I spent time with some kindergartners this summer and actually felt that my daughter was socially, emotionally, and academically more advanced than many of these kids.
By no means is she a gifted child, she falls within what I would think is the norm, but stacked up against what the definition of “kindergarten ready” is, I think she could hold her own. I have been asked several times if we are going to challenge the cutoff date and ask for a variance so she can start early. I have been asked if I am frustrated that she misses the cut off by a mere two weeks.
Honestly though, why do I need to push her?
Although she seems like she could be ready for school she could also use a bit more support in the emotional arena. Then there is the issue of how fast they grow up! My oldest daughter just started second grade and the past two years literally flew by. Once school begins it seems like time starts to perpetually get faster! Another year of having her home with me, playing, fine tuning her small motor skills, making connections at preschool, and getting to be a “kid” isn’t a bad thing. Plus if she were to start kindergarten now she could be mixed in with kids who have been red-shirted, making an age difference of over a year to some of her peers.
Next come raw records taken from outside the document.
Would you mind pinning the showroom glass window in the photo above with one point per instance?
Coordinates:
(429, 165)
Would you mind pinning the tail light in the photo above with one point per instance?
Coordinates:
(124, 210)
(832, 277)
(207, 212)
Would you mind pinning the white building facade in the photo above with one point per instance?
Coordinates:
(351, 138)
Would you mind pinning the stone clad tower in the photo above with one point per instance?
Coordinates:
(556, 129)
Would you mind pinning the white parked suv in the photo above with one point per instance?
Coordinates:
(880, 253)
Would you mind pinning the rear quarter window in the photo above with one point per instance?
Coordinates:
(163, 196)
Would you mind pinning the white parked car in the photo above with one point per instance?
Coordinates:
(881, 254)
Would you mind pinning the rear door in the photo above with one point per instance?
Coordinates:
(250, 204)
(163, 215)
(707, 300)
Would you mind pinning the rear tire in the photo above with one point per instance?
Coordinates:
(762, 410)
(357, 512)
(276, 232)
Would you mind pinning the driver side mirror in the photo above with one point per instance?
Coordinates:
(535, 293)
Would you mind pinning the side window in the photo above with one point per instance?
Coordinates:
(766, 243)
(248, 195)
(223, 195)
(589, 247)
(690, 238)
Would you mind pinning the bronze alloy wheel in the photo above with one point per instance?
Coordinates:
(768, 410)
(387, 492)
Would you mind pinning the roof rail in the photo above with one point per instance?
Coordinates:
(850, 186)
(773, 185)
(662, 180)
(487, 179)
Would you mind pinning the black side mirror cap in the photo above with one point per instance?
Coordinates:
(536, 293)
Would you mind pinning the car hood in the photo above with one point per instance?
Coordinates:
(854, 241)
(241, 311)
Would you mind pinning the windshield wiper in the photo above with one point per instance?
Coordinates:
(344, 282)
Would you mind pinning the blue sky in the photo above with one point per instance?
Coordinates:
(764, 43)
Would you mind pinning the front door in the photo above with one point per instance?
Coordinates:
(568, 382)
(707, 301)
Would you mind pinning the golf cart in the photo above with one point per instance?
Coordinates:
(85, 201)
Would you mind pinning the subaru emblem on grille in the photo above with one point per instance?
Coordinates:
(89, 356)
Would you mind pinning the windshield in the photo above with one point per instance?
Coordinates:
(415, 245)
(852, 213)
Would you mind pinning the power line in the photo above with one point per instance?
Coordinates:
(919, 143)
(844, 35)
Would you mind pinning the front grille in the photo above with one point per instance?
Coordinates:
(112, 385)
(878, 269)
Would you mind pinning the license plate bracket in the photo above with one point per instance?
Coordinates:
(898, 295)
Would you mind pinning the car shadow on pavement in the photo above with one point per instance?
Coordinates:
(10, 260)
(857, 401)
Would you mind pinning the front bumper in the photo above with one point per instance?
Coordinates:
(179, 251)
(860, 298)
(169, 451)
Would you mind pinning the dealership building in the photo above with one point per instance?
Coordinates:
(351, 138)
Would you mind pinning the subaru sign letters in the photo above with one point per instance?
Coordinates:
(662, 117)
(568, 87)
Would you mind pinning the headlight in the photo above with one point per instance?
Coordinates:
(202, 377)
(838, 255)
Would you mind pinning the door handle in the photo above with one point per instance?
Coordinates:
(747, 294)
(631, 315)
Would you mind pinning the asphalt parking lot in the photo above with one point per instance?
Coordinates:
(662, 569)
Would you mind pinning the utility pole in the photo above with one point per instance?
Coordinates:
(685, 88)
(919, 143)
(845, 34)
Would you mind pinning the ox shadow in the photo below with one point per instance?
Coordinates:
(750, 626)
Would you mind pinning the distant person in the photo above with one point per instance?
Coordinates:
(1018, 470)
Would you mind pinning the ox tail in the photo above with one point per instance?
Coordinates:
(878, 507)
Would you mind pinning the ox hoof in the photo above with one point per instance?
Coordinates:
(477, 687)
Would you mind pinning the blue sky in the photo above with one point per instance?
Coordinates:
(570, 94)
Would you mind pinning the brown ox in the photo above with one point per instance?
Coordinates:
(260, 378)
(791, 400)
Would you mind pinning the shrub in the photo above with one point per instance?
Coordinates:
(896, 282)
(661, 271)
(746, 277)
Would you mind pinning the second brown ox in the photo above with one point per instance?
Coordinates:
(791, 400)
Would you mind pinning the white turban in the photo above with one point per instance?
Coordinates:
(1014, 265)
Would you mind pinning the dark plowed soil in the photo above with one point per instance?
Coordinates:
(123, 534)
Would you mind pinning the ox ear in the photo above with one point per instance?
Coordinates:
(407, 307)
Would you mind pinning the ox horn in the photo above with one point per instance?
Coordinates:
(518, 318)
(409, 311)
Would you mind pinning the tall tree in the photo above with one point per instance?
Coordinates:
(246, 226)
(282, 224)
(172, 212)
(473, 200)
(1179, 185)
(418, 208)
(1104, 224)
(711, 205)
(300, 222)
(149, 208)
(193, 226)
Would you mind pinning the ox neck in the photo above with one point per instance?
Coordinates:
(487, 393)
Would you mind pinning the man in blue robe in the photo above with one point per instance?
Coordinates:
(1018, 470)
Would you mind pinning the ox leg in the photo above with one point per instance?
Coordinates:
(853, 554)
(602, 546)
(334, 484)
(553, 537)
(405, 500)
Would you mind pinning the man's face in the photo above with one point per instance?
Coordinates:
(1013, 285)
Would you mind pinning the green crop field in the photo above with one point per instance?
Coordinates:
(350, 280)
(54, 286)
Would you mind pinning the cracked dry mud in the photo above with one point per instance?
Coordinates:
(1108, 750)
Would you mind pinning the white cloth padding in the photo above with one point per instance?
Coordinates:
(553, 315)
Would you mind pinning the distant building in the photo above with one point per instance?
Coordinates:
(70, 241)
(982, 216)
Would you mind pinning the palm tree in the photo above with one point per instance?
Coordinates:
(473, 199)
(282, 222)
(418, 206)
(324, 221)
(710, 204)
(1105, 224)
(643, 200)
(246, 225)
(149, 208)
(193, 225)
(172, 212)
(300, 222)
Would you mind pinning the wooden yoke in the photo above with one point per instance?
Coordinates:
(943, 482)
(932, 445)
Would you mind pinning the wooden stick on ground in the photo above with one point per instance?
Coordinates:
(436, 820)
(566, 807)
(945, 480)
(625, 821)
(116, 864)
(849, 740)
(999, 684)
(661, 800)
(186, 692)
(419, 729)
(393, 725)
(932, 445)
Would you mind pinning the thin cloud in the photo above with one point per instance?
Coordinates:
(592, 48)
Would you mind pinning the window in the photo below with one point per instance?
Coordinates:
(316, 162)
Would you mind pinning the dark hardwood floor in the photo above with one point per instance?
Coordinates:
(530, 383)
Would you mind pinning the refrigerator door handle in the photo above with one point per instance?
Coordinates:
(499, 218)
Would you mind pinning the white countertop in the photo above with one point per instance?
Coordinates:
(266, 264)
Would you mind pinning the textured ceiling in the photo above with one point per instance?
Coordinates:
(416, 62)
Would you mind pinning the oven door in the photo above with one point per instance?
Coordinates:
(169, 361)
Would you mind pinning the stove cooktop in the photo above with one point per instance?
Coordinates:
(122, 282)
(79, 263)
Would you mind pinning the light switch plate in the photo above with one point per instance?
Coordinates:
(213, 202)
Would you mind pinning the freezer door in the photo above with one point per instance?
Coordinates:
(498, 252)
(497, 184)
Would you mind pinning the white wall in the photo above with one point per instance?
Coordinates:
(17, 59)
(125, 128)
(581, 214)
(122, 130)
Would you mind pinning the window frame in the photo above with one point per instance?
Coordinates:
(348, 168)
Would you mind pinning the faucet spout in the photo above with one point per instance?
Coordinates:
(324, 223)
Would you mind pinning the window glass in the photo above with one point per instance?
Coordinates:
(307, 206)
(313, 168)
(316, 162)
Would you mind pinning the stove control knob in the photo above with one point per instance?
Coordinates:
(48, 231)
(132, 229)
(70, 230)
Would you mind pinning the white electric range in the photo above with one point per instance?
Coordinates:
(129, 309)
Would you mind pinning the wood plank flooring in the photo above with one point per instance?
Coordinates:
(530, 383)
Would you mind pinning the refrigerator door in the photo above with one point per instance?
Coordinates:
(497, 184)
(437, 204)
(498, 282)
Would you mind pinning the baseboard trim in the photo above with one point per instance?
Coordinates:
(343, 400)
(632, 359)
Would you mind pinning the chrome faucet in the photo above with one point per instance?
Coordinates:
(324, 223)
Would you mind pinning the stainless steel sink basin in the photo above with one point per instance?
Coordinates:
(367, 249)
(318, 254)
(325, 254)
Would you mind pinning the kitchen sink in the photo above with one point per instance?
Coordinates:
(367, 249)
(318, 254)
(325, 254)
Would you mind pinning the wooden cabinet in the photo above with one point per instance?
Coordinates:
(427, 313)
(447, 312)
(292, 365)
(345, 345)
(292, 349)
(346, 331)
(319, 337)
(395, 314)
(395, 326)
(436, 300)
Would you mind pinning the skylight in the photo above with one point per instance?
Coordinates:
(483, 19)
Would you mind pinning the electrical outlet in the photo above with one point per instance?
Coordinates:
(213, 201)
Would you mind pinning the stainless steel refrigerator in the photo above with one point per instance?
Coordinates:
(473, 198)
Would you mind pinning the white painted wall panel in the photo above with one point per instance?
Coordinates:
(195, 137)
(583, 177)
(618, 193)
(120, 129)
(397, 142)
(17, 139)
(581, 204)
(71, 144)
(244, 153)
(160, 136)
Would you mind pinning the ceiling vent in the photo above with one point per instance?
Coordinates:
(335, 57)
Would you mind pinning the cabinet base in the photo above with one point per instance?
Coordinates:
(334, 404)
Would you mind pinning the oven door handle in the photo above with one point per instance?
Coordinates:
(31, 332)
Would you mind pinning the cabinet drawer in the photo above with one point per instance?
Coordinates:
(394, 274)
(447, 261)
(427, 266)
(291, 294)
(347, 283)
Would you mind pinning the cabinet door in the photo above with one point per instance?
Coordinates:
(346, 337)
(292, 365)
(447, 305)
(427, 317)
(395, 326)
If she is ready now, just imagine how ready she will be next year when the time comes. Giving her the extra year and start when she is the oldest in the class must also come with its advantages, right? She will be more mature than some of the other children, gross motor and fine motor skills will be more developed, and all around things should come easier for her.
BUT, do I always want things to come easy for her?
I want her to be challenged and learn that you have to work hard at things before you can master them. We know many children that she will head off to kindergarten with her and I tend to feel that my daughter is a bit more “developed” in many areas than her peers. Maybe this is because she has an older sister or because she socializes with kids who are several years older than her. Won’t this put her at a disadvantage? I’m not sure that being the oldest in the class is what is best for all kids. Will she hit puberty before some of her friends? Will her interests change faster than the other kids? Who will she look up to or will she always be pegged to be the “leader” because she is older?
For us I think the best decision that we can come to is to let her have another year at home, at preschool, exploring what being 5 years old is all about. This is time that I won’t get back with her when she is 18 and heading off to college. School is going to be an exciting adventure when it does start but it is a chaotic one. I want more time with her to snuggle, to watch her play at the park, and most of all to spend with her younger sister who will be sad when all of the playmates have gone off to learn. So much learning though is happening now! We can embrace that see the value she will gain from staying home another year.